Correlation between molecular configuration and charge transfer dynamics in highly efficient organic solar cells

Molecular design and charge transport dynamics play an important role in achieving highly efficient organic solar cells (OSCs). In this work, non-fullerene acceptor Y6, its alkyl chain modified derivative N3 and halogen-replaced derivative BTP-BO-4Cl are selected to fabricate OSCs. The OSCs obtain a high power conversion efficiency (PCE) of 16.86%. The impact of different modification methods on molecular configuration and energy level matching is investigated systematically by time-resolved photoluminescence (TRPL) and transient absorption spectroscopy (TAS). The results demonstrate that side chain modification has a positive effect on molecular layer spacing, domain area size and charge carrier mobilities. More importantly, halogen atom replacing has the similar but more positive impact, bringing a higher PCE than side chain modification.
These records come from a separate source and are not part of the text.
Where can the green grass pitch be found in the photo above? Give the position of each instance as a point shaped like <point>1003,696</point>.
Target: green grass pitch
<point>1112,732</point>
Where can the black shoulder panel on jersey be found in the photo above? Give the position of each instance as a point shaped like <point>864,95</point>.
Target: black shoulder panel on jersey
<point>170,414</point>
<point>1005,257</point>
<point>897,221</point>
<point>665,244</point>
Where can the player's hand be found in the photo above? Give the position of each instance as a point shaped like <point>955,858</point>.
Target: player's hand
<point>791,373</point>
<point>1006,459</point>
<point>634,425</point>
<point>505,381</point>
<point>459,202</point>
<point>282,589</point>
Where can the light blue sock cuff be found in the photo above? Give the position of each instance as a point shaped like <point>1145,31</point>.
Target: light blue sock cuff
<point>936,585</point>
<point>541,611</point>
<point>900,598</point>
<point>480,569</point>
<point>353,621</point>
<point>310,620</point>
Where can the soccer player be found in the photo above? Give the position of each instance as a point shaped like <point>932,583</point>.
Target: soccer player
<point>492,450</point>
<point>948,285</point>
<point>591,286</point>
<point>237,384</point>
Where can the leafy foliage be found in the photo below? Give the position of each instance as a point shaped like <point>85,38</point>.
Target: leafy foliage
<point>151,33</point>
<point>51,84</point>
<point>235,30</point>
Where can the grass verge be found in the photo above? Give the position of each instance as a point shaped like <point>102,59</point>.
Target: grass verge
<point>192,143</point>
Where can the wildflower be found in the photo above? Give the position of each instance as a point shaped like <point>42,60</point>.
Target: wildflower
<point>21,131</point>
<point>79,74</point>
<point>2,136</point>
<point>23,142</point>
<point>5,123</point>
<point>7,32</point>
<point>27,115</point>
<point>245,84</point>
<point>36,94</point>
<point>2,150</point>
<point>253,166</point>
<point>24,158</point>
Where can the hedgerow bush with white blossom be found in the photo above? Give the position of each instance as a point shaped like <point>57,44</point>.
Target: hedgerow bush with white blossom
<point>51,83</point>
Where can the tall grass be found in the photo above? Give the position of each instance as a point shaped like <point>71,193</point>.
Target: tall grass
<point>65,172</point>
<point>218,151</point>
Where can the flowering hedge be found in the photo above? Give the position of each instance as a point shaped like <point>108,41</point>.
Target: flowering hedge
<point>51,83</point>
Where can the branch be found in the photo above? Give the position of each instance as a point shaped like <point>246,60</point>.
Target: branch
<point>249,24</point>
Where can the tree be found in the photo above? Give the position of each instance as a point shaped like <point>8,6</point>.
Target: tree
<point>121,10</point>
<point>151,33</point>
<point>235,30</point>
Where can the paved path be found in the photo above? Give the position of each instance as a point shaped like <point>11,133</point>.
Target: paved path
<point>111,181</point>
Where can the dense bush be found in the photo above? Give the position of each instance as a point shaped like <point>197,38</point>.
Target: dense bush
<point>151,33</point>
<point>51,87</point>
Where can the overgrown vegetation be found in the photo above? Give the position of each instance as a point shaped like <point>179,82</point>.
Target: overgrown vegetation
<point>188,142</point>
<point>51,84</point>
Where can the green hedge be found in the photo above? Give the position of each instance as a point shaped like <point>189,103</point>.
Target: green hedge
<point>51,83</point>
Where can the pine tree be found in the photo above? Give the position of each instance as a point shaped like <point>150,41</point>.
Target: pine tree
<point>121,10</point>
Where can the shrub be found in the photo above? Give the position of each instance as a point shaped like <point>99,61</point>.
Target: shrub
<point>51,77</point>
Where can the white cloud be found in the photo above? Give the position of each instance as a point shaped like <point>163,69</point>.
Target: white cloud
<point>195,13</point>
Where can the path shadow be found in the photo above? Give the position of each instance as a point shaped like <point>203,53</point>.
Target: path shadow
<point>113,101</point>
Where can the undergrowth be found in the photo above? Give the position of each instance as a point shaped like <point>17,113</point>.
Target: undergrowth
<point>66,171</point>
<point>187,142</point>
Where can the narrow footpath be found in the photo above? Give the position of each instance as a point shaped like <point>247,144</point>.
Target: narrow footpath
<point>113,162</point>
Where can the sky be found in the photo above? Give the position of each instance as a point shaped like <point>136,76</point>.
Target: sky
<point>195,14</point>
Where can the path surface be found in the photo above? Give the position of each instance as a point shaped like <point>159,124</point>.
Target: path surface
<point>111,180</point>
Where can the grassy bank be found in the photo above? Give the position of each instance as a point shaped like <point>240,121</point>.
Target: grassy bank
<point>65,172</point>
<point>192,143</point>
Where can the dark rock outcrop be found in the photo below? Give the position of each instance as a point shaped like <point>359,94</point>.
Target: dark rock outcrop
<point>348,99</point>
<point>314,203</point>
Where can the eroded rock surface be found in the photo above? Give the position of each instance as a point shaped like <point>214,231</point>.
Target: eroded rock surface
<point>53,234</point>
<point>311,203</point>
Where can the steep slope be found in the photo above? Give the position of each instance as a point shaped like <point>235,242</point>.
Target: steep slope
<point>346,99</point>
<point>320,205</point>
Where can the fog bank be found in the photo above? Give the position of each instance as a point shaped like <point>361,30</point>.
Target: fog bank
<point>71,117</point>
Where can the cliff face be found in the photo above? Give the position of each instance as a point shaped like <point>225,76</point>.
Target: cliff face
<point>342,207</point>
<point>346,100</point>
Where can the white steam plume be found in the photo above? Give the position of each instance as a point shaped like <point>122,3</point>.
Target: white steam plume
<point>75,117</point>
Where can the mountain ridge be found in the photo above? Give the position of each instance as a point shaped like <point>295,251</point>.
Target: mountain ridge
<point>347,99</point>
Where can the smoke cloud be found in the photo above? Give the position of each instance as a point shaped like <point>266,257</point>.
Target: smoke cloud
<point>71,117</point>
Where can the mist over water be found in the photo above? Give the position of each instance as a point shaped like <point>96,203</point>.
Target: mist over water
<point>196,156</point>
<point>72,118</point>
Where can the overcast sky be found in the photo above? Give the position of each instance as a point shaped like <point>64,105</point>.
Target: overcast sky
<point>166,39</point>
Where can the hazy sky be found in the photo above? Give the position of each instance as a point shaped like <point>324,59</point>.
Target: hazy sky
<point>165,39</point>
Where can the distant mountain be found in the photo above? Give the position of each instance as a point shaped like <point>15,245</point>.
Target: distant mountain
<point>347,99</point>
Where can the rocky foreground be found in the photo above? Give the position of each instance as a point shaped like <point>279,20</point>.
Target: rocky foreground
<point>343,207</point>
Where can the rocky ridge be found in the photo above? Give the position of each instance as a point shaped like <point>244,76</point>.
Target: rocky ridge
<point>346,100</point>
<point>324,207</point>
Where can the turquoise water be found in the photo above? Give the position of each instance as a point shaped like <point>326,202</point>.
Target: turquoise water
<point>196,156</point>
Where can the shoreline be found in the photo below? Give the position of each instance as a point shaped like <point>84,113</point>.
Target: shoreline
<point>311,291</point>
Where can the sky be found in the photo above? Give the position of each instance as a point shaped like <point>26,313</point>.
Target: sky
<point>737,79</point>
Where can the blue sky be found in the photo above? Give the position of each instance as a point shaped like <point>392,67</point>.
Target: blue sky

The overall processes of charge generation, dissociation and recombination in OSCs are studied systematically for the first time. For the best-performance device, the lifetimes of singlet exciton recombination (τ1), charge transfer (CT) state recombination (τ2), singlet exciton dissociation (τ3) and CT state dissociation (τ4) are calculated as ∼500 ps, ∼2 ns, ∼200 fs and ∼1 ps, respectively. The correlation between molecular configuration and charge transfer dynamics is established, which can provide a guideline for designing materials of highly efficient OSCs.